The slight complication is that we have been using KeyCloak for a few years for our website and forums and already have many thousands of registered users, so the following notice in the docs is very concerning:
The current limitation on external token exchanges is that if the external token maps to an existing user an exchange will not be allowed unless the existing user already has an account link to the external identity provider.
I need to know if/how this limitation can be lifted, otherwise we’re likely to see a lot of failed sign-in attempts from players who use the same email address for Xbox live as they already use for our forums & website.

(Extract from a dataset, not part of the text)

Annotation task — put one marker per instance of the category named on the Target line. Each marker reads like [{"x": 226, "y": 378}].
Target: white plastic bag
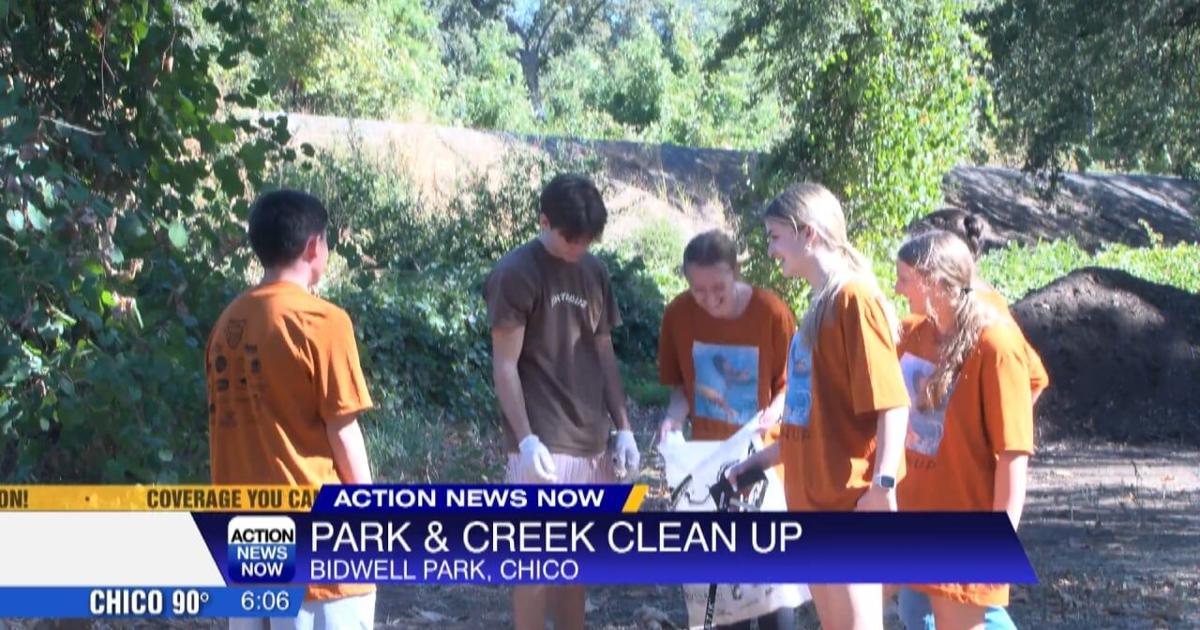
[{"x": 691, "y": 467}]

Is it something that requires a change to the core codebase, or something that we can fix with a setting/SPI etc?
We did, but we didn’t use token exchange. It would have required changes to the core codebase, which the KeyCloak team was reluctant to accept on security/privacy grounds.
Instead, we found that both Xbox Live and PlayStation Network implemented enough of the OpenID Connect protocol to enable us to use custom Identity Provider SPIs.
We were able to copy the Microsoft Identity Provider from the core codebase and modify it to create two new providers which handled XBL and PSN.
We ‘solved’ it by mapping the username and email for the identity provider used with the exchange. This way it’s not interfering with the other login options.
@gklijs - Can you please provide more information on your solution. I also have an similar problem where I need to link existing users with token change to an IDP.